Thursday, October 25, 2012

31 days of Horror: Day Twenty Three: Litan

Litan (1982)
Directed by Jean-Pierre Mocky

I don't know where to begin with Litan. The film opens with a barrage of surreal imagery. Masked figures dance, and play music. A man on a high wire falls off a motorcycle. A man is killed. It's something of a relief when it turns out to be a dream sequence. But when the woman who was dreaming wakes up, she's in a panic. The man who died in her dream was her lover. As she goes about trying to find, and warn him about what she thinks was a premonition, the reality we expect to reassert itself never shows up. She goes out into the street of the small French village of Litan, and is met by throngs of masked figures. Many are menacing, and seem about to assault her. Other people seem to be almost comatose.
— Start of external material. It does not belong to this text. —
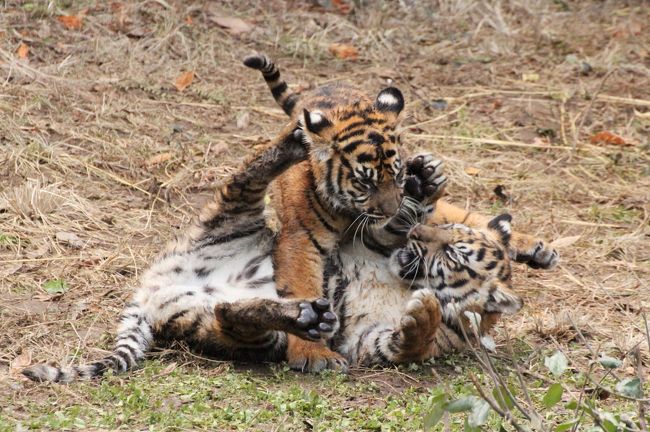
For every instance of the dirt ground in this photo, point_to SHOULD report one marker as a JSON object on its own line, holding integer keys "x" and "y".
{"x": 103, "y": 159}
A vacant eyed bus driver runs a man straight into a building, leaving a bloody mess, and then wanders away.

It seems that today is some kind of annual festival, but that doesn't begin to explain the strange behaviour on display. When people speak, they often seem to be repeating stock phrases. Statements and responses don't always match up. When she finally finds her lover (this is a French film), after almost being assaulted by one of his co-workers, he has young boy with him who has been injured. They take him, and his father to the hospital, where they promptly disappear. This leads them to the police, who are so aggressively unhelpful Loverboy assaults the chief, and the rest of the movie is a chase, as the town becomes more and more apocalyptic.

Obviously there's a lot going on in the film. There are murders, and then the dead begin to inhabit the bodies of the living. It's all because of bizarre experiments/sorcery going on at the hospital. I quickly decided that understanding the convoluted plot wasn't something I needed to worry too much about. Instead I just allowed my self to be carried along by dream logic. Luckily the imagery of the film is incredible, and if I was often confused, I was never bored.

This film is as much a surreal black comedy (Three men in pig masks, murder a butcher)as it is a horror movie. It never seem that interested in scares as such, though it uses horrific imagery, and genre plot devices throughout. I would still heartily recommend this film, but only to those viewers who have patience of arty European cinema, or perhaps even arty European theatre. The acting was a bit flat, but that didn't bother me too much. The score was really good, and had Euro-Horror/Giallo feel, though it was sometimes used a little awkwardly.
After all that if this sounds like your cup of tea, by all means check it out.